SUMBARTIME.COM, Agam,- Jumat,15/7/2022,- Hal itu dikatakan (A) pelaku penculikan Gadis dibawah umur kepada keluarga korban korban, saat kedua orang tua korban memberikan keterangan pada awak media Sumbartime.com di halaman Mako Polres Bukittinggi(13/7) kemarin.
Seorang gadis dibawah umur bernama SALWA (14)Tahun Asal Balingka kabupaten Agam Dilaporkan Hilang, oleh pihak keluarga ke polres kota Bukittinggi. Menurut laporan sementara korban diduga dibawa Kabur oleh sopir Angkot jurusan Bukittinggi-Sei Buluah.
Pihak keluarga melaporkan kasus hilang anak gadisnya, sejak sepakan lalu, tanggal,09/07/2022, Sekitar pukul 17.00. Hal ini pun menjadi ramai jadi perbincangan. dikalangan sopir angkot. Pasalnya, Salwa hilang setelah ada seorang pria Sopir angkot yang membawanya. Inisial (A) udah tiga kali dibawa oleh pelaku.
Kedua orangtua korban, Yulia susilawati dan Tedi karma warga Jorong lambah nagari sianok anam suku kabupaten Agam, melaporkan kehilangan putrinya ke Paman korban yang dilanjutkan ke kepolisian yang diduga dibawa kabur sopir angkot.

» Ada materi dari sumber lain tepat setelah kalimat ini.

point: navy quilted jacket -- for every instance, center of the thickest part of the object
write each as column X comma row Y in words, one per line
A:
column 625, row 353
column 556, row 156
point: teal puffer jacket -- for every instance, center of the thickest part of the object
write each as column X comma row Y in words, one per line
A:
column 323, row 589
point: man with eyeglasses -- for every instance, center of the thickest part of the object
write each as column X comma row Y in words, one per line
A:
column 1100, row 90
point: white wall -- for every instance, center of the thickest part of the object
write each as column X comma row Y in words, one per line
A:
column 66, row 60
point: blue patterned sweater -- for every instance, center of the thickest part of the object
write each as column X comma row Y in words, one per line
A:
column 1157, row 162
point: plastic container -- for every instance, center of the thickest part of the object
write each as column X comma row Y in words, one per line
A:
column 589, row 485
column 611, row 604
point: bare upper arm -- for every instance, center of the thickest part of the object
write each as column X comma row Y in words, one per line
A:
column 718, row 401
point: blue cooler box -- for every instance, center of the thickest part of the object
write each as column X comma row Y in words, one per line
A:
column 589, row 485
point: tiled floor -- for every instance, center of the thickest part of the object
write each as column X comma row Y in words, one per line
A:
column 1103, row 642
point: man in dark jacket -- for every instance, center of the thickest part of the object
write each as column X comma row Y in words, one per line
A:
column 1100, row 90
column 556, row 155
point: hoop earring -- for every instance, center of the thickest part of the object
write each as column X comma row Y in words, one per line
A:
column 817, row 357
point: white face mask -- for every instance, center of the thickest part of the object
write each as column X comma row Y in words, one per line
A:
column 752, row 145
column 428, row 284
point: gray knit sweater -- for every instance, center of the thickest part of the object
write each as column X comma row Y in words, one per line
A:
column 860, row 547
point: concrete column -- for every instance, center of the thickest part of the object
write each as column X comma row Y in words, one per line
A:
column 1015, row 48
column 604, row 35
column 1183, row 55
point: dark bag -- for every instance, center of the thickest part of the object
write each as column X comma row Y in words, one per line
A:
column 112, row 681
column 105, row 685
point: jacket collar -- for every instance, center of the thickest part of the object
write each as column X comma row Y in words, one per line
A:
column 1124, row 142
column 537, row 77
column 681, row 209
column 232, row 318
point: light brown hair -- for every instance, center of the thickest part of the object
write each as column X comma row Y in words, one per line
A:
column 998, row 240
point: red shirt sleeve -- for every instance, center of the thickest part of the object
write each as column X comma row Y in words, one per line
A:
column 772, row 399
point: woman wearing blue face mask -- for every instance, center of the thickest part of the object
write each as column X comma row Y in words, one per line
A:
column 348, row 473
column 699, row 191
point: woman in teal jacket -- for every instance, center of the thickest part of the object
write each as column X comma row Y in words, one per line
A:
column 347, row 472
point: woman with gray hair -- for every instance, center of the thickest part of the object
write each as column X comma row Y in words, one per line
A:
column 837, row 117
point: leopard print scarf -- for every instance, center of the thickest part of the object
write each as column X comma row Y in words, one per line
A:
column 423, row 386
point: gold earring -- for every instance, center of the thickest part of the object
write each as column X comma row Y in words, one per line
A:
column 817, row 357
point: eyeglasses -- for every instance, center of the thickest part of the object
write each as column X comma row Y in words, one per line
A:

“Tedi karma ayah korban mengatakan, hilangnya gadis tersebut diketahui sejak Salwa tidak pulang ke rumah. Sebelum hilang, dikabarkan ada yang menjemput namun menunggu tidak jauh dari rumahnya,”ungkap Tedi.
“Sebelum dinyatakan hilang ada seorang lelaki yang menjemputnya. Lelaki itu menunggu tidak jauh dari rumah korban,” Pungkas Tedi karma kepada Sumbartime.com, jumat 14/7/2022.
“Menurutnya, saya tidak mengetahui siapa lelaki yang menjemputnya, dan statusnya sebagai apa. Yang pasti sejak itu, sudah hampir sepekan Salwa tidak pulang,”katanya.
Pihak keluarga sempat mencari keberadaan Salwa Namun upaya pencarian tidak membuahkan hasil. Hingga akhirnya pihak keluarga melaporkan hilangnya Salwa ke kepolisian dengan bukti surat laporan Polisi.
“Lebih lanjut orang tua korban sangat berharap kepulangan Salwa yang tidak pulang hampir satu minggu,”harapan Yulia dan Tedi.
Orang tua korban juga berharap diduga pelaku ditangkap pihak kepolisian. Pelaku juga menantang kepolisian selaku pihak keamanan dan Dukun menangkap saya tidak bakalan bisa. Pungkas (A) kepada Keluarga Salwa.